First panel done… that wasn't so bad. A couple of points to note here:

1. Make sure you get every little bit back to metal. I found some really small brown lines like 'veins' on the surface, and I wasn't going to worry about them until I spoke with a professional who told me to make sure I got rid of them completely. Anything that doesn't look like bare metal is probably surface rust (however small it might seem) and will probably come back to bite you at some point in the future.

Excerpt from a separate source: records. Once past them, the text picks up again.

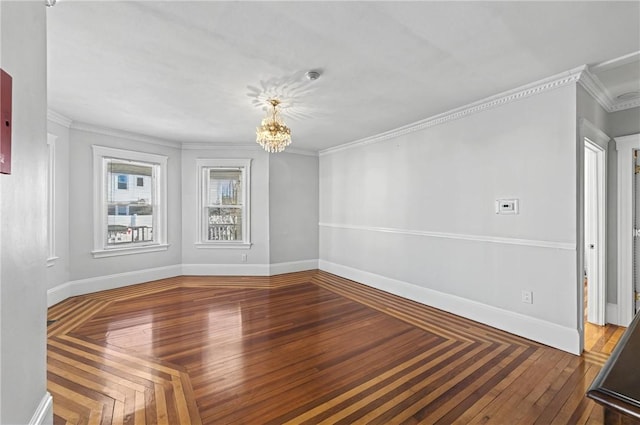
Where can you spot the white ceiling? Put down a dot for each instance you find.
(199, 71)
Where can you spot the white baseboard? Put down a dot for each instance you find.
(225, 269)
(554, 335)
(292, 266)
(101, 283)
(44, 413)
(118, 280)
(611, 314)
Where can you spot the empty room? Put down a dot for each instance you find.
(257, 212)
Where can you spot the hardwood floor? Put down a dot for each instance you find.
(299, 348)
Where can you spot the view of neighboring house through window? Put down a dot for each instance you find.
(129, 206)
(224, 202)
(130, 202)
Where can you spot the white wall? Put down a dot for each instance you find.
(418, 210)
(23, 242)
(293, 207)
(220, 260)
(58, 272)
(82, 264)
(624, 123)
(620, 123)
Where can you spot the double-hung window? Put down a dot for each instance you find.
(223, 212)
(130, 202)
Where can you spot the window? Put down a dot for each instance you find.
(128, 219)
(223, 213)
(122, 182)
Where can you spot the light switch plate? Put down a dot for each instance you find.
(507, 206)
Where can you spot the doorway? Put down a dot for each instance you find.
(594, 232)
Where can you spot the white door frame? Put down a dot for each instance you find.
(625, 146)
(586, 130)
(597, 211)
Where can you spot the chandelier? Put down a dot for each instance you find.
(273, 135)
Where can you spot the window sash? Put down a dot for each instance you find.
(150, 236)
(223, 210)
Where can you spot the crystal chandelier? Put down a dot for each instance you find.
(273, 135)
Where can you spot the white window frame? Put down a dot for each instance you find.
(100, 247)
(203, 165)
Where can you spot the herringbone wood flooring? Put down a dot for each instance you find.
(300, 348)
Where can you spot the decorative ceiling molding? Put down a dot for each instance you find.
(221, 146)
(541, 86)
(241, 147)
(124, 134)
(592, 84)
(57, 118)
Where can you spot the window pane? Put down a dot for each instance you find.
(225, 187)
(224, 224)
(129, 207)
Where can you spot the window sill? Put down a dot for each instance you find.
(223, 245)
(114, 252)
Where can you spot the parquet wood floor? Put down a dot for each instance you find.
(302, 348)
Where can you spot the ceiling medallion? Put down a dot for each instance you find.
(273, 134)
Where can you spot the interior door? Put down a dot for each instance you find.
(591, 233)
(636, 228)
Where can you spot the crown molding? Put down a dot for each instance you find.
(592, 84)
(124, 134)
(219, 145)
(241, 146)
(298, 151)
(601, 138)
(541, 86)
(58, 118)
(614, 63)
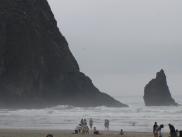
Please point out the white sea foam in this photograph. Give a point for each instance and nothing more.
(136, 117)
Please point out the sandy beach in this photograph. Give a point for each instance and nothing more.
(66, 133)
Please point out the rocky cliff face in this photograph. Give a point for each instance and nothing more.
(37, 68)
(156, 92)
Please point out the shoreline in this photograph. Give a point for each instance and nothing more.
(67, 133)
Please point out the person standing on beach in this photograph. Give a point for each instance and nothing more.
(172, 131)
(159, 130)
(106, 124)
(155, 127)
(91, 123)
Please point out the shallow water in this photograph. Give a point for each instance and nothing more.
(136, 117)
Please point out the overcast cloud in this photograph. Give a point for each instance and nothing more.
(121, 44)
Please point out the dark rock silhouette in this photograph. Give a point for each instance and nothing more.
(37, 68)
(156, 92)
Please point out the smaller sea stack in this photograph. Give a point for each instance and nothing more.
(157, 93)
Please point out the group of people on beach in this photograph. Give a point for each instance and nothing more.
(83, 128)
(173, 132)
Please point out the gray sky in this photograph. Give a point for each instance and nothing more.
(121, 44)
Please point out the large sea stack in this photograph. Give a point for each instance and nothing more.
(37, 68)
(156, 92)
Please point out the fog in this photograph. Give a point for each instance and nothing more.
(121, 44)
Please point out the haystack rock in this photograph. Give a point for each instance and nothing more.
(37, 68)
(156, 92)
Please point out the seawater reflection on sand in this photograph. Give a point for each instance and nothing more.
(137, 117)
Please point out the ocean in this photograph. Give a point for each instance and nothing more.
(137, 117)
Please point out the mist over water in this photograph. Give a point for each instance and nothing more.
(136, 117)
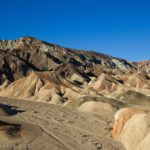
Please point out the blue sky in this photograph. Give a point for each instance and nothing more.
(117, 27)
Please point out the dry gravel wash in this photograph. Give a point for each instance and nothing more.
(52, 127)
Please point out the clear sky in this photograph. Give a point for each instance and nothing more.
(117, 27)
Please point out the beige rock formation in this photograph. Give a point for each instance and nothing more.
(131, 128)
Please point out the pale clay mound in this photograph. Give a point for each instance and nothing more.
(58, 127)
(132, 128)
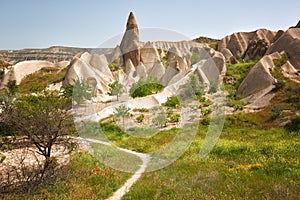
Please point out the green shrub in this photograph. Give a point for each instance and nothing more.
(113, 67)
(140, 118)
(172, 101)
(160, 120)
(207, 103)
(236, 104)
(195, 58)
(175, 118)
(140, 110)
(12, 87)
(205, 112)
(278, 85)
(145, 87)
(281, 61)
(294, 125)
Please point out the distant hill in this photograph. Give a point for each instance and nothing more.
(52, 54)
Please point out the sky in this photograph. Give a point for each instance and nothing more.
(90, 23)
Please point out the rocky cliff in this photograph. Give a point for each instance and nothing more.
(52, 54)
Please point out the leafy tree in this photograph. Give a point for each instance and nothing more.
(122, 112)
(294, 125)
(160, 120)
(12, 87)
(113, 67)
(67, 91)
(193, 88)
(195, 58)
(42, 119)
(196, 85)
(175, 118)
(116, 89)
(82, 91)
(140, 118)
(172, 101)
(145, 87)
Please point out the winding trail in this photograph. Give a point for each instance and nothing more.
(128, 184)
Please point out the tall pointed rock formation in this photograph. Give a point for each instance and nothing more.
(130, 45)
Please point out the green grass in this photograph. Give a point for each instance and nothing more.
(83, 178)
(245, 164)
(41, 79)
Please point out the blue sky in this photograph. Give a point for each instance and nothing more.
(88, 23)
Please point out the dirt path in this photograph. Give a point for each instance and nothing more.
(128, 184)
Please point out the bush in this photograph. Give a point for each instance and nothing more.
(195, 58)
(175, 118)
(140, 110)
(160, 120)
(278, 85)
(172, 101)
(140, 118)
(236, 104)
(113, 67)
(146, 87)
(206, 112)
(294, 125)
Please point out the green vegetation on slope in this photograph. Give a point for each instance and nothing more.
(83, 177)
(245, 163)
(235, 75)
(39, 80)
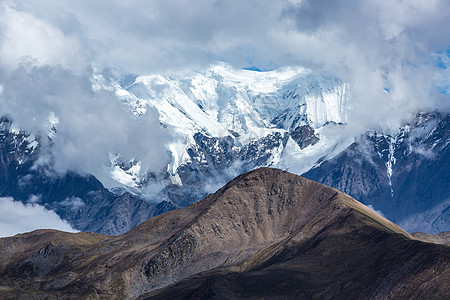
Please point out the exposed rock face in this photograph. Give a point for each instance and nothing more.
(81, 200)
(266, 233)
(405, 175)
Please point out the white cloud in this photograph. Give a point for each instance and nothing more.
(374, 45)
(27, 38)
(16, 217)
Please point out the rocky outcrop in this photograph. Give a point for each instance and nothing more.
(267, 233)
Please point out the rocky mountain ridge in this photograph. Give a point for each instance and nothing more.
(318, 241)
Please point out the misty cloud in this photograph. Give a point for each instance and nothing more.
(48, 51)
(16, 217)
(89, 124)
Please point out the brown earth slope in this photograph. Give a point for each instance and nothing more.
(266, 234)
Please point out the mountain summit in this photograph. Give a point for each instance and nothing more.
(267, 233)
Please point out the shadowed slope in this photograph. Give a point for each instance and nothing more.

2. Get etch primer on it as soon as you possibly can once you've got it stripped. Don't leave the panel in bare metal overnight, and definitely not for a couple of days (ask me how I know!). The cheapest way of etch priming is obviously to buy it in large cans and use a compressor and spray gun (if you have one) to lay it on. However, I tended to find that I was doing this process at the end of the day, I was tired, and the last thing I wanted to do was to load up the gun with etch primer and then clean everything afterwards. I therefore bought a number of rattle-cans of etch, which meant that when I was ready, I could just use this to lay a coat onto the metal and walk away, which was both less time consuming and easier. The flipside of this of course that it is more expensive to do it this way.

Rear wing, here I come…

Hmmmm…. I thought it was going a little too well!There had obviously been an issue in the past, and filler was the answer. I could have just filled again at this stage, but I knew that by doing this I was only storing up issues for the future. The first option for a professional would be to cut it all out and weld in repair pieces… but there was one small issue with that.. I can't weld. Well that's not quite technically true, I can weld, but the chances that the panel would look worse after I had finished than it did in the picture above were pretty high. So, option 2, find a good offside rear outer wing which I could replace this one with. Fortunately, I managed to find a new original stock panel as I understand that the modern copies are not a perfect fit and I didn't think I would have the expertise to 'tickle' one enough to make it do so.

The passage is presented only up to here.